The primary objective of this study is to evaluate the absolute agreement and consistency of the GPT-4 ratings in multiple iterations, time intervals, and variations. We demonstrate the agreement between raters and examine various dimensions of consistency. The term raters in our case refers to the different GPT-4 ratings. To provide a comprehensive analysis of GPT-4's performance and application, we propose the following hypotheses.
H1: The ratings generated by GPT-4 are consistent across multiple iterations.
H1.1: The ratings generated by GPT-4 are consistent across different periods, specifically within one week (short-term) and over several months (long-term).
H1.2: Different types of feedback do not affect the consistency of GPT-4's performance. In this context, types of feedback are categorized into two specific levels: content rating, which evaluates the substance of the work, and style rating, which assesses the stylistic quality of the written argumentation.
H2: There is a significant correlation between the content and style ratings in GPT-4's evaluations.
3 Methods
The research process involves a series of statistical analyses, with the data collection process specifically designed to evaluate the consistency of GPT-4 in providing feedback and rating students' responses within the subject domain of macroeconomics.
3.1 Data collection
The data collection phase was conducted over 14 weeks from April 2023 to July 2023, with API calls made at different times and on different days to mimic a realistic usage scenario (see Figure 1).

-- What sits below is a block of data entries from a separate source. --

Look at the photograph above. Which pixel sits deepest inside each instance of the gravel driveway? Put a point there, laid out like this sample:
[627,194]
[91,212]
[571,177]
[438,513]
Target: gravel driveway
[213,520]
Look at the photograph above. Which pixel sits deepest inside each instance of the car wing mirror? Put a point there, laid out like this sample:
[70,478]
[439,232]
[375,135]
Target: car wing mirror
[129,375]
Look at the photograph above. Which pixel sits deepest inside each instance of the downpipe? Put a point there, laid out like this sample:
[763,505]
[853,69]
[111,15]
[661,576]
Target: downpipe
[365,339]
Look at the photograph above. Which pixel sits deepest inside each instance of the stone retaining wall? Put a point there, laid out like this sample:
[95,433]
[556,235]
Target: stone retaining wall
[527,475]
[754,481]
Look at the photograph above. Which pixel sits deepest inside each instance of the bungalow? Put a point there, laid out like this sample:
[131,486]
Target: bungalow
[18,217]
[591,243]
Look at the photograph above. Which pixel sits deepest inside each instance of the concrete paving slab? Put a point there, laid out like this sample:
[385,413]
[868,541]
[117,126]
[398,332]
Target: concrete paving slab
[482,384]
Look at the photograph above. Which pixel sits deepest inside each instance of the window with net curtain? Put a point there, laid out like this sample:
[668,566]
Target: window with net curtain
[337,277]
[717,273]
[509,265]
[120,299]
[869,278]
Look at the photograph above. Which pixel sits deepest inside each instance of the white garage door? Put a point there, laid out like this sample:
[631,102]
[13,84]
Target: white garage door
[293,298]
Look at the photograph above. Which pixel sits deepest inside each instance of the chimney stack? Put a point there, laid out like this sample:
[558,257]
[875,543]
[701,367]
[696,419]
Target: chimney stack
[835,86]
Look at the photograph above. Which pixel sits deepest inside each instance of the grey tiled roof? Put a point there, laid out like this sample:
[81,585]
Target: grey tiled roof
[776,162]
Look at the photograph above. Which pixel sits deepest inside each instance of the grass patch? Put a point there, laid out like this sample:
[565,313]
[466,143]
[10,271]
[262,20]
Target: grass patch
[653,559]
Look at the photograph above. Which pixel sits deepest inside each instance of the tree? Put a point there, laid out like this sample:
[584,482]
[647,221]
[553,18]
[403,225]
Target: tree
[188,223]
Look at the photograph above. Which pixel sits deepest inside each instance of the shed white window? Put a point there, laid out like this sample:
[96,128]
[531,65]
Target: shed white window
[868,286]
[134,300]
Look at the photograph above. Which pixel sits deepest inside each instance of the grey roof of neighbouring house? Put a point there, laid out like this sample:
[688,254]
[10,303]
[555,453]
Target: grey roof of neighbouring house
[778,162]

The assumption underlying this approach is that the behavior of the model changes over time (Chen et al., 2023). The API was called through a key within the Audience Response System classEx, which was used to interface with the AI model (Giamattei and Lambsdorff, 2019).
The dataset consists of multiple variables aimed at evaluating the quality of written responses in a macroeconomic context. The key variables include:
• MZP, Prompt, StudAnt, TypNr, AntwortTyp: These columns provide contextual information about the task, the type of answer, and other qualitative aspects.
• 1_Inh, 1_Stil, 2_Inh, 2_Stil, …, 12_Inh, 12_Stil: These columns capture the Intraclass Correlation Coefficient (ICC) related data. Specifically, these columns contain ordinal ratings that evaluate the content (“Inh”) and style (“Stil”) of the responses across multiple feedback cycles. Ratings range from 1 to 5, with one being the lowest and five the highest. We collected 2.592 numerical ratings in the ICC related columns.
3.2 Prompt framework and test responses
The first step in the research process involved the establishment of a prompt framework that serves as a universal structure within the context of this investigation. The goal was to insert new pairs of questions and sample solutions without altering the consistency of the output, namely the LLM-generated feedback. Pairs of questions (Ruth and Murphy, 1988), along with corresponding sample solutions pertinent to macroeconomics, were prepared and integrated into the prompt framework. This integration set the stage for the model to assess students' responses and generate feedback. First taxonomies aim at structuring prompt formulation approaches. The prompt used in this study would be a Level 4 on the Proposed Prompt Taxonomy TELeR (Turn, Expression, Level of Details, Role) by Santu and Feng (2023).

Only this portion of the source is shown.